Дверь открылась совсем неслышно — едва пискнула иссохшая петля и умолкла. А вслед за этим послышался осторожный шаг, и комнату осветил фонарь.

Это был Иван.

Государь, словно вор, пробирался в комнату царицы. Анастасия хорошо видела его лицо, сейчас оно выглядело старше, и в запавших щеках прятались тени, на плечах домашний халат из красного сукна. Иван любил этот халат, подарок польского короля, и узоры, вышитые на рукавах, казались сейчас золотыми.

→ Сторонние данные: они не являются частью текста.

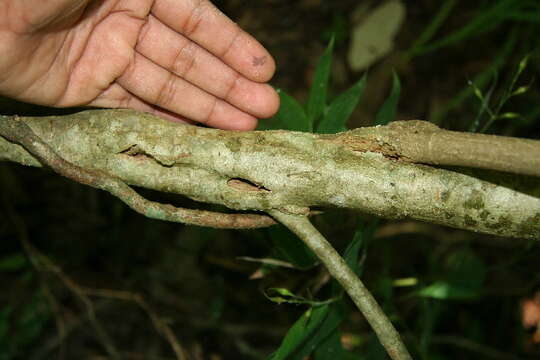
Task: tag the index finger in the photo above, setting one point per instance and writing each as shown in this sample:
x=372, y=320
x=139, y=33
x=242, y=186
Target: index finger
x=203, y=23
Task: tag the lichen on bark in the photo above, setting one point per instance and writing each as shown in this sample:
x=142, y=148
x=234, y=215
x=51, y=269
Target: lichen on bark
x=284, y=168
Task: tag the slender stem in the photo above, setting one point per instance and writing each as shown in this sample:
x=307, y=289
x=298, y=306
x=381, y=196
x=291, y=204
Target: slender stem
x=387, y=334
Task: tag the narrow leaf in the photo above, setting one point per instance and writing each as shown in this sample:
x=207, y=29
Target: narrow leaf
x=291, y=114
x=388, y=110
x=310, y=331
x=291, y=248
x=339, y=111
x=317, y=93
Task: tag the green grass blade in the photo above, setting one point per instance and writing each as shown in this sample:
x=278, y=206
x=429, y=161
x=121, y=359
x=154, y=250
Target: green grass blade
x=485, y=21
x=480, y=80
x=291, y=248
x=313, y=328
x=339, y=111
x=388, y=110
x=319, y=88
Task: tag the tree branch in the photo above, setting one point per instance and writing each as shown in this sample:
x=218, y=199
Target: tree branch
x=387, y=334
x=261, y=171
x=423, y=142
x=17, y=131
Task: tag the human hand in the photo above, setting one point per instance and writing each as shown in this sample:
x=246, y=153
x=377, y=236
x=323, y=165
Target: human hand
x=183, y=60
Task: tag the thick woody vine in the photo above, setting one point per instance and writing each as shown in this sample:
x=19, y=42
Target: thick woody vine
x=371, y=169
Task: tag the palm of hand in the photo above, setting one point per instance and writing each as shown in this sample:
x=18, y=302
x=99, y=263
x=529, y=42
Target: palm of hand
x=181, y=59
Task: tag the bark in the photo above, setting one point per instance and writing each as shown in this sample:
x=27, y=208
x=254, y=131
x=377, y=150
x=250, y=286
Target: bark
x=368, y=170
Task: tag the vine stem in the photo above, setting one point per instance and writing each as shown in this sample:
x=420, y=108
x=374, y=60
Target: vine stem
x=360, y=295
x=16, y=130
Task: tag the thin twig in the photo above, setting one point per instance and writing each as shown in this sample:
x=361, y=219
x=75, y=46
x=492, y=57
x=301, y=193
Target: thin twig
x=16, y=130
x=387, y=334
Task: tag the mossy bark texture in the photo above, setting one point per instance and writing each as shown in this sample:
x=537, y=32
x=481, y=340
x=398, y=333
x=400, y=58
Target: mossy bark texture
x=364, y=169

Царь поднял фонарь высоко над головой, и желтое пламя неровным светом забралось в темные углы, подрагивающий фитиль неровно прыгал по стенам, осветил постель царицы. Подле нее на сундуке дремала ближняя боярыня, которую не разбудил легкий шаг царя, и только когда одна из половиц, прогнувшись под тяжестью государевой мощи, жалобно ойкнула, боярыня открыла глаза:

— Государь! Иван Васильевич! Ты бы сказал, государь, тогда бы я и не пришла, — оправдывалась боярыня. — Царица иной раз компота из клюквы просит…

— Поди прочь! — беззлобно прервал объяснение боярыни Иван. — Мне с царицей потолковать надобно.

Марфа Никитишна встрепенулась и, подпоясывая на ходу платье, оставила царя и царицу наедине.

Царь не садился. Он как будто дожидался приглашения Анастасии, словно не он здесь был хозяин, будто не ему принадлежала комната, дворец и находившаяся в нем челядь, а сама царица была здесь госпожой, и Иван милостиво ждал ее соизволения, когда она вымолвит: «Присядь, государь».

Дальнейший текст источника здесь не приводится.